Saturday morning, I got up early with my older nephew and let him think that he'd conned me into doing his paper route with him. We delivered to over a hundred houses together, and had a great visit as we took turns running up to houses and leaving the papers in the mailboxes.
After that, we all went to watch my younger nephew play hockey. I can hardly believe that hockey season has already started, but they were playing scrimmages to determine which level of team each kid should be on. I was pretty impressed at the skill level of some of those kids, but something tells me my nephew won't have a career in hockey. God Bless him, it appears that he has taken after his auntie Janice when it comes to sports. For most of the game, he was the kid on the outskirts of the players, standing with his stick upside down, looking up and counting the banners that hang from the rafters.
We also went to the farmer's market, which is one of my favorite things to do. We parked a ways a way out, walked through a park to get to the market and then spent a few hours wandering around.
I love this statue; but I wish I had photo shop, so that I could clear away the clutter in the background of this shot.
There was a huge selection in locally grown produce and crafts.

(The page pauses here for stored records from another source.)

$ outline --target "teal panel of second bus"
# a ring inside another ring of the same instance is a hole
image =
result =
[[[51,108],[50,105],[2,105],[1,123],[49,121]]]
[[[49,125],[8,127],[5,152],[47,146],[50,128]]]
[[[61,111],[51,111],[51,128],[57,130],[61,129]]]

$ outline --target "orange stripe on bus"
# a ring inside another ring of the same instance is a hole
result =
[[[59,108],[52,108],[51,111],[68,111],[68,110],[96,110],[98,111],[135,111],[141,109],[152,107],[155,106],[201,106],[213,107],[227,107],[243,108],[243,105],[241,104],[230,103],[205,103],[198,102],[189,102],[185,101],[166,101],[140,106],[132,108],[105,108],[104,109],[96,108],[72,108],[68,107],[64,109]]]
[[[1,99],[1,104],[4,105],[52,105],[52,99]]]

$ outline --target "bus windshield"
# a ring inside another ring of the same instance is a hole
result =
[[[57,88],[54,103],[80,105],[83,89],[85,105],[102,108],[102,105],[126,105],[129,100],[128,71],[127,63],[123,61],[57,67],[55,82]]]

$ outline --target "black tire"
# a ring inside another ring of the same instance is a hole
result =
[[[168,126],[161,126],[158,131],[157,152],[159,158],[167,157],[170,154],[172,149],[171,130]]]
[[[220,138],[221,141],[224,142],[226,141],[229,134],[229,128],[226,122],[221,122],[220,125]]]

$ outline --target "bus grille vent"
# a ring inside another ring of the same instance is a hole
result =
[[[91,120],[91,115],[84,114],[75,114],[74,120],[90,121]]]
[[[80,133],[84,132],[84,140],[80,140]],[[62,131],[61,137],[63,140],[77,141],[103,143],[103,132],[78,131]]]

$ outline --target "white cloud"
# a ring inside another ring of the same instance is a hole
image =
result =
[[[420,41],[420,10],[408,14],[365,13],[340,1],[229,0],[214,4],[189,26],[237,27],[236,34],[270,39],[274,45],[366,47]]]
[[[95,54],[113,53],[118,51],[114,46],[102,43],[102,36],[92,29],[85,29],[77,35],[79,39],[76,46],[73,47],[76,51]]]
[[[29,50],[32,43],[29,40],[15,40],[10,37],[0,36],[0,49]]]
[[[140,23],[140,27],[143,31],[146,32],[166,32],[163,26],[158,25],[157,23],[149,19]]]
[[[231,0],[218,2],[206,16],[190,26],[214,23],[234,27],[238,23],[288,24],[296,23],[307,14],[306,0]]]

I bought a buffalo horn walking stick for my nephew's upcoming birthday. It's as ugly as sin, but I know he'll love it. Then I stocked up on as much fresh produce as one person could possibly use. Green beans, fresh beets, peas, yellow zucchini, corn and these funky tomatoes.
They're called zebra tomatoes. A little chewier than most tomatoes, and quite a big sweeter. Yum.
Today I set out to use some of it, and made a big pot of corn soup. I started off with Pastor Ryan's recipe, but switched it up some. I like that he cooks so much by scratch, and that he isn't so hung up on using the exact recipe. I also thought it was brilliant to use the corn cobs to make stock.
I did like he said, and scraped the corn off of 8 cobs. I added about half a stick of butter (he used twice that), and baked it in the oven at 400 for about 45 minutes. While that was baking, I broke the cobs in two, tossed them into a pasta pot for easy staining, added 4 litres of water, a couple of whole garlic cloves, some spices (paprika, tumeric, fresh oragano and chives) and then let it simmer for a couple of hours before mixing it with the corn.
Because I like soups to be pretty substantial, I cut up a leak and 4 small potatoes and chucked them in. I let that simmer for about 20 minutes, and then used a submersible blender to chop/blend some of it together before adding a cup of half and half to the mix. I think it's safe to say that it could very well be the best corn soup I've ever made.